C'est un trouble intime qui nous attache à ces portraits. Ils envahissent toute la toile, 
comme pour nous obliger à une rencontre : mais au moment du face à face, 
ils semblent se détourner de  nous. Intime, car l'expérience du dévisagement suscite 
en nous un écho profond, fait résonner une note différente à chaque nouveau regard.
 Ce sont nos propres émotions, les inflexions de nos âmes qui vont animer ces geishas 
seulement en apparence neutres. Aussi paradoxal que cela paraisse, c'est justement 
cette impassibilité qui permet la véritable rencontre.
Les couches picturales subtiles et transparentes, grâce à la technique de la tempéra 
à l'oeuf utilisée par Roos Campman, deviennent alors la métaphore de l'infinie 
stratification de nos états d'âme, de la superposition de nos souvenirs, la densité de 
notre vécu. Il surgissent tour à tour comme les couleurs insaisissables des chairs 
suivant l'humeur inconstante des lumières. 

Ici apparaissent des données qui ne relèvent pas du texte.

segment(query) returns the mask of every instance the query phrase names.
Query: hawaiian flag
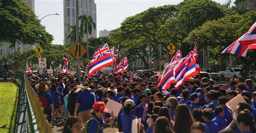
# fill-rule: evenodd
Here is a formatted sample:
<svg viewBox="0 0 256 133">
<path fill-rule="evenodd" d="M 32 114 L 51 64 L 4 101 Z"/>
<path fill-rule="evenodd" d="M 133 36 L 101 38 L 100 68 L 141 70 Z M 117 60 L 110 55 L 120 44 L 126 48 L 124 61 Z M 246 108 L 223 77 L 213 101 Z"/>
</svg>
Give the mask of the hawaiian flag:
<svg viewBox="0 0 256 133">
<path fill-rule="evenodd" d="M 66 52 L 64 51 L 63 54 L 63 67 L 62 68 L 62 73 L 66 73 L 66 74 L 69 74 L 69 72 L 68 70 L 68 65 L 69 61 L 68 60 L 68 58 L 66 57 Z"/>
<path fill-rule="evenodd" d="M 256 23 L 248 32 L 228 46 L 221 54 L 230 53 L 238 56 L 245 56 L 251 45 L 256 43 Z M 253 48 L 250 48 L 253 49 Z"/>
<path fill-rule="evenodd" d="M 175 77 L 173 73 L 174 68 L 181 58 L 181 52 L 179 50 L 173 56 L 172 61 L 165 68 L 160 82 L 157 85 L 165 90 L 167 90 L 171 84 L 175 82 Z"/>
<path fill-rule="evenodd" d="M 198 54 L 196 47 L 186 57 L 181 58 L 174 68 L 175 87 L 179 89 L 186 80 L 199 73 Z"/>
<path fill-rule="evenodd" d="M 93 54 L 90 62 L 88 76 L 90 77 L 103 68 L 114 63 L 107 43 L 98 48 Z"/>
<path fill-rule="evenodd" d="M 118 46 L 117 46 L 117 49 L 116 50 L 116 51 L 114 52 L 114 60 L 115 62 L 118 58 L 119 53 L 119 45 L 118 45 Z"/>
<path fill-rule="evenodd" d="M 114 57 L 114 47 L 113 47 L 113 48 L 112 48 L 110 49 L 110 53 L 111 53 L 112 57 Z"/>
<path fill-rule="evenodd" d="M 117 65 L 117 68 L 116 68 L 116 73 L 119 74 L 120 73 L 124 73 L 124 65 L 123 65 L 123 60 L 121 60 L 119 63 Z"/>
<path fill-rule="evenodd" d="M 245 35 L 239 40 L 241 45 L 256 44 L 256 22 L 251 27 Z"/>
<path fill-rule="evenodd" d="M 29 72 L 30 75 L 32 75 L 32 63 L 31 63 L 31 61 L 30 60 L 30 64 L 29 64 Z"/>
</svg>

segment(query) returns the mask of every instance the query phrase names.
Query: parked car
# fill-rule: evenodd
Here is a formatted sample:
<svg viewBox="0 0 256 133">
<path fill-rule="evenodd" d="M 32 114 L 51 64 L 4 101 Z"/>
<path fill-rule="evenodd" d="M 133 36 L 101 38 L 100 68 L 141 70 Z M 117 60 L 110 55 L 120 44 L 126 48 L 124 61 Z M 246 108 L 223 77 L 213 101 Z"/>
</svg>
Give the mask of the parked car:
<svg viewBox="0 0 256 133">
<path fill-rule="evenodd" d="M 225 79 L 230 78 L 241 78 L 242 76 L 240 75 L 241 68 L 227 68 L 225 71 L 219 71 L 220 79 L 224 80 Z"/>
<path fill-rule="evenodd" d="M 152 70 L 139 70 L 135 72 L 134 76 L 137 77 L 142 77 L 142 75 L 144 75 L 147 77 L 150 78 L 154 74 Z"/>
<path fill-rule="evenodd" d="M 112 69 L 111 68 L 103 68 L 100 70 L 100 71 L 102 71 L 103 73 L 112 73 Z"/>
<path fill-rule="evenodd" d="M 211 69 L 203 69 L 203 71 L 209 73 L 211 78 L 213 79 L 217 82 L 219 80 L 220 76 L 219 73 L 214 72 Z"/>
<path fill-rule="evenodd" d="M 248 73 L 247 78 L 251 78 L 252 80 L 255 80 L 255 76 L 256 76 L 256 71 L 249 71 L 249 73 Z"/>
</svg>

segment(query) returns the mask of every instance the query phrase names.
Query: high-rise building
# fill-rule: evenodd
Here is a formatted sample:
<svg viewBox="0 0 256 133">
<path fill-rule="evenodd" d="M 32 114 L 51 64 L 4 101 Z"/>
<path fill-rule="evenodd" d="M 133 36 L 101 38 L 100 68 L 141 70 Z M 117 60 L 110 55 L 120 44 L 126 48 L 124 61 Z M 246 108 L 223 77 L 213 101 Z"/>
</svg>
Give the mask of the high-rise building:
<svg viewBox="0 0 256 133">
<path fill-rule="evenodd" d="M 252 11 L 256 11 L 256 0 L 235 0 L 234 2 L 235 6 L 242 5 Z"/>
<path fill-rule="evenodd" d="M 64 43 L 71 42 L 71 39 L 68 38 L 71 29 L 70 26 L 76 25 L 76 0 L 64 1 Z M 93 21 L 97 24 L 96 4 L 94 0 L 78 0 L 78 16 L 86 14 L 91 16 Z M 80 21 L 79 21 L 79 26 Z M 92 34 L 89 38 L 97 36 L 97 29 L 92 29 Z M 86 41 L 86 36 L 84 36 L 83 41 Z"/>
<path fill-rule="evenodd" d="M 109 35 L 110 31 L 107 31 L 106 29 L 104 29 L 103 31 L 99 31 L 99 36 L 107 36 Z"/>
<path fill-rule="evenodd" d="M 32 9 L 33 12 L 35 12 L 35 0 L 23 0 Z"/>
</svg>

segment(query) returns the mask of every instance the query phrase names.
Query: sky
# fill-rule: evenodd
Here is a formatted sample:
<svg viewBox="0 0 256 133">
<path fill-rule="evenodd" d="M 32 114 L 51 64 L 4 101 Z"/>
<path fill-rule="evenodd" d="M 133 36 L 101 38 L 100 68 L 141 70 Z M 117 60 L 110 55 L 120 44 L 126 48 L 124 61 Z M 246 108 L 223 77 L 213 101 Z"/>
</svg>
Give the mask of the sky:
<svg viewBox="0 0 256 133">
<path fill-rule="evenodd" d="M 45 15 L 58 13 L 41 20 L 41 24 L 53 36 L 52 44 L 63 45 L 64 0 L 35 0 L 35 12 L 41 19 Z M 118 28 L 126 18 L 139 13 L 151 7 L 178 4 L 183 0 L 95 0 L 97 5 L 97 29 L 108 31 Z M 221 4 L 227 0 L 215 0 Z M 234 2 L 234 0 L 232 1 Z"/>
</svg>

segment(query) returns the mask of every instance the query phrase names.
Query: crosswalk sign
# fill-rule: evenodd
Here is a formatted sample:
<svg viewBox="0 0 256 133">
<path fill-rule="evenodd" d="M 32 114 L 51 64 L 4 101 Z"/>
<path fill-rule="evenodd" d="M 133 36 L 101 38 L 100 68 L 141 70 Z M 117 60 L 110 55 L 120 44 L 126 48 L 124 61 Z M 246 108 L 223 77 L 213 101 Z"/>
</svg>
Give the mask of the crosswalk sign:
<svg viewBox="0 0 256 133">
<path fill-rule="evenodd" d="M 79 60 L 85 54 L 86 49 L 79 42 L 76 42 L 69 51 L 77 60 Z"/>
<path fill-rule="evenodd" d="M 169 54 L 173 54 L 174 53 L 175 50 L 176 49 L 176 47 L 172 44 L 172 43 L 170 43 L 170 44 L 167 47 L 167 48 L 169 50 Z"/>
<path fill-rule="evenodd" d="M 41 56 L 43 51 L 44 50 L 39 45 L 38 45 L 35 49 L 35 51 L 36 51 L 37 55 L 38 55 L 37 56 Z"/>
</svg>

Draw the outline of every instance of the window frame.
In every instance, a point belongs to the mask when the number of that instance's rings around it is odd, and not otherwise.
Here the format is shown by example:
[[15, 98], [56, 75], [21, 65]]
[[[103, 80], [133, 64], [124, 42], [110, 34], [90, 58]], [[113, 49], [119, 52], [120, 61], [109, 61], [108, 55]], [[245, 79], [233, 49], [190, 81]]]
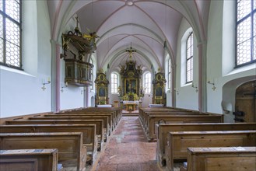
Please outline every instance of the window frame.
[[[191, 41], [191, 47], [188, 47], [188, 42]], [[193, 53], [194, 53], [194, 35], [193, 32], [190, 33], [186, 41], [186, 84], [191, 83], [193, 82]], [[188, 51], [191, 49], [190, 57], [188, 58]], [[188, 80], [188, 62], [191, 61], [191, 80]]]
[[[146, 78], [146, 75], [150, 75], [150, 78]], [[152, 82], [152, 74], [149, 72], [145, 72], [143, 76], [143, 88], [145, 89], [145, 94], [151, 93], [151, 87], [152, 87], [151, 82]], [[148, 87], [148, 86], [149, 86], [149, 87]]]
[[[112, 78], [112, 75], [116, 75], [116, 78]], [[118, 74], [114, 72], [112, 72], [110, 75], [110, 79], [111, 79], [111, 87], [110, 87], [111, 94], [118, 94], [118, 80], [119, 80]], [[113, 82], [113, 80], [116, 80], [116, 82]], [[116, 85], [116, 88], [113, 87], [114, 85]]]
[[170, 61], [170, 58], [169, 57], [169, 59], [168, 59], [168, 69], [167, 69], [167, 73], [168, 73], [168, 87], [167, 89], [170, 89], [170, 87], [171, 87], [171, 61]]
[[[255, 22], [256, 19], [254, 19], [254, 15], [255, 15], [256, 16], [256, 8], [254, 9], [253, 9], [253, 4], [254, 4], [254, 0], [251, 0], [251, 12], [250, 13], [248, 13], [247, 15], [244, 16], [243, 18], [241, 18], [239, 21], [238, 19], [238, 2], [239, 1], [240, 2], [241, 0], [237, 0], [236, 2], [236, 54], [235, 54], [235, 68], [240, 68], [240, 67], [243, 67], [245, 65], [248, 65], [253, 63], [256, 62], [256, 59], [253, 59], [253, 56], [256, 55], [254, 54], [254, 48], [256, 46], [256, 44], [254, 44], [254, 24], [255, 24], [254, 22]], [[238, 44], [237, 44], [237, 28], [238, 26], [242, 23], [244, 21], [245, 21], [247, 19], [248, 19], [249, 17], [251, 17], [251, 61], [248, 62], [245, 62], [240, 65], [237, 65], [237, 61], [238, 61], [238, 56], [237, 56], [237, 47], [238, 47]], [[255, 36], [256, 37], [256, 36]], [[256, 39], [256, 37], [255, 37]]]
[[[2, 1], [2, 11], [0, 9], [0, 15], [2, 16], [2, 31], [3, 31], [3, 61], [0, 61], [0, 65], [6, 66], [9, 68], [19, 69], [19, 70], [23, 70], [22, 68], [23, 67], [23, 58], [22, 58], [22, 0], [15, 0], [18, 4], [19, 4], [19, 22], [16, 21], [14, 18], [12, 18], [9, 16], [5, 11], [5, 2], [6, 0], [1, 0]], [[19, 44], [15, 44], [12, 42], [10, 42], [12, 44], [14, 44], [15, 46], [17, 46], [19, 47], [19, 66], [12, 65], [6, 63], [6, 42], [8, 41], [6, 40], [6, 19], [9, 19], [11, 22], [12, 22], [14, 24], [17, 25], [17, 26], [19, 29]], [[0, 38], [2, 39], [2, 38]], [[9, 41], [8, 41], [9, 42]]]

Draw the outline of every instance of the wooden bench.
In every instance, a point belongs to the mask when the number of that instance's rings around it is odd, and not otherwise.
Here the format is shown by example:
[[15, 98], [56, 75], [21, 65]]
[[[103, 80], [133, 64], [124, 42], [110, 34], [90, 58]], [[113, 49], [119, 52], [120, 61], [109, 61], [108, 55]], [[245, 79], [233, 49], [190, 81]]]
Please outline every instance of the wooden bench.
[[95, 124], [98, 136], [98, 151], [103, 144], [103, 120], [6, 120], [5, 124]]
[[171, 123], [220, 123], [223, 122], [223, 115], [216, 114], [156, 114], [149, 116], [148, 130], [146, 132], [149, 141], [156, 141], [155, 124], [163, 122]]
[[165, 146], [170, 131], [243, 131], [256, 130], [256, 123], [193, 123], [156, 124], [157, 137], [156, 159], [161, 166], [165, 166]]
[[106, 134], [106, 141], [107, 138], [107, 135], [110, 135], [111, 133], [110, 128], [110, 122], [108, 120], [108, 117], [105, 116], [105, 117], [101, 117], [101, 116], [82, 116], [82, 117], [79, 117], [79, 116], [68, 116], [68, 117], [60, 117], [60, 116], [52, 116], [51, 117], [51, 118], [47, 117], [28, 117], [28, 120], [103, 120], [103, 129], [104, 129], [104, 133]]
[[[59, 114], [46, 114], [44, 117], [95, 117], [95, 114], [90, 113], [90, 114], [82, 114], [82, 113], [59, 113]], [[105, 113], [105, 114], [96, 114], [98, 117], [108, 117], [108, 121], [109, 121], [109, 125], [110, 125], [110, 131], [114, 130], [114, 119], [113, 116], [110, 113]], [[78, 118], [79, 118], [78, 117]]]
[[84, 108], [82, 110], [65, 110], [60, 113], [55, 113], [56, 114], [64, 114], [64, 113], [82, 113], [82, 114], [93, 114], [95, 116], [96, 115], [101, 115], [101, 114], [111, 114], [112, 119], [110, 120], [112, 121], [113, 129], [115, 128], [116, 125], [117, 125], [121, 117], [121, 113], [119, 112], [117, 110], [119, 108], [97, 108], [97, 107], [90, 107], [90, 108]]
[[58, 148], [58, 162], [64, 167], [85, 170], [86, 147], [81, 132], [0, 133], [0, 149]]
[[[150, 117], [151, 117], [151, 116], [155, 117], [156, 115], [157, 115], [157, 116], [170, 116], [170, 115], [197, 115], [197, 114], [200, 114], [200, 116], [208, 115], [208, 114], [205, 114], [205, 113], [192, 113], [192, 112], [181, 112], [181, 111], [173, 111], [173, 112], [168, 112], [168, 113], [146, 113], [145, 115], [145, 121], [144, 121], [144, 124], [144, 124], [144, 131], [145, 131], [145, 132], [147, 132], [147, 133], [149, 131], [149, 129], [150, 129], [149, 127], [152, 126], [152, 125], [150, 125]], [[167, 123], [167, 122], [168, 122], [168, 120], [165, 120], [164, 119], [161, 119], [161, 120], [159, 120], [159, 122]], [[181, 123], [181, 122], [179, 122], [179, 123]]]
[[58, 149], [0, 150], [0, 170], [58, 171]]
[[119, 120], [121, 120], [122, 117], [122, 110], [121, 107], [88, 107], [88, 108], [83, 108], [82, 110], [86, 111], [99, 111], [99, 112], [114, 112], [116, 118], [116, 125], [118, 124]]
[[174, 170], [174, 160], [186, 160], [189, 147], [254, 146], [256, 131], [170, 132], [167, 168]]
[[255, 171], [256, 147], [188, 148], [188, 171]]
[[139, 117], [142, 125], [146, 125], [147, 114], [153, 113], [198, 113], [198, 111], [184, 110], [180, 108], [174, 107], [163, 107], [163, 108], [139, 108]]
[[0, 133], [23, 132], [82, 132], [83, 145], [87, 147], [87, 154], [91, 163], [96, 157], [97, 137], [95, 124], [20, 124], [0, 125]]

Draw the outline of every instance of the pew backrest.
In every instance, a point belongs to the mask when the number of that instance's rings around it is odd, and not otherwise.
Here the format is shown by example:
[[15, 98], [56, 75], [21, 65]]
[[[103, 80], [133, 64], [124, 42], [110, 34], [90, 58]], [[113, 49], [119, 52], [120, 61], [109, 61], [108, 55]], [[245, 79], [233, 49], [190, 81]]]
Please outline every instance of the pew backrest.
[[0, 170], [58, 171], [58, 149], [0, 150]]

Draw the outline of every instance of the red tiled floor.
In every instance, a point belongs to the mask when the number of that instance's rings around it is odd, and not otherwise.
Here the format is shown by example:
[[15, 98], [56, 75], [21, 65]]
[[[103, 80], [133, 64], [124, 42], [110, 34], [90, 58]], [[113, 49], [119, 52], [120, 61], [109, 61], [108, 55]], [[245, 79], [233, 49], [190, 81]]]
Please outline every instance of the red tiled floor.
[[159, 171], [156, 148], [156, 142], [147, 142], [138, 117], [123, 117], [96, 170]]

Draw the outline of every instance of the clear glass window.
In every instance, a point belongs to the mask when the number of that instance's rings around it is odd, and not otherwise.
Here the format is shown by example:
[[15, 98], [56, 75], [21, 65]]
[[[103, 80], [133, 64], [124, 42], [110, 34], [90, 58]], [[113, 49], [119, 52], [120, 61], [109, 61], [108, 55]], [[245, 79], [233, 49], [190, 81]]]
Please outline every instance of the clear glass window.
[[256, 61], [256, 1], [237, 1], [236, 66]]
[[21, 1], [0, 1], [0, 64], [21, 68]]
[[151, 73], [147, 72], [144, 76], [144, 89], [145, 93], [151, 92]]
[[117, 93], [117, 74], [111, 74], [111, 93]]
[[186, 60], [186, 82], [188, 83], [193, 81], [193, 33], [187, 40]]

 "La relation avec le visage peut certes être dominée par la perception, - dit le 
philosophe Emmanuel Lévinas - mais ce qui est spécifiquement visage, c'est ce qui 
ne s'y réduit pas. Il y a d'abord la droiture même du visage, son expression droite, 
sans défense. 
La peau du visage est celle qui reste la plus nue, la plus dénuée. La plus nue, bien 
que d'une nudité décente. La plus dénuée aussi: il y a dans le visage une pauvreté 
essentielle."
 Cette même apparente pauvreté que nous livre Roos Campman en déclinant, 
avec une économie de moyens pleine d'arrière pensées, les attributs de ses portraits.
Sobre, jamais narrative, explorant avec minutie l'univers minuscule d'une relation 
éphémère, celle d'un visage avec une fleur, un parasol à peine suggéré, 
un flocon de neige, la peinture de Roos Campman crée un espace poétique 
d'une ampleur inattendue.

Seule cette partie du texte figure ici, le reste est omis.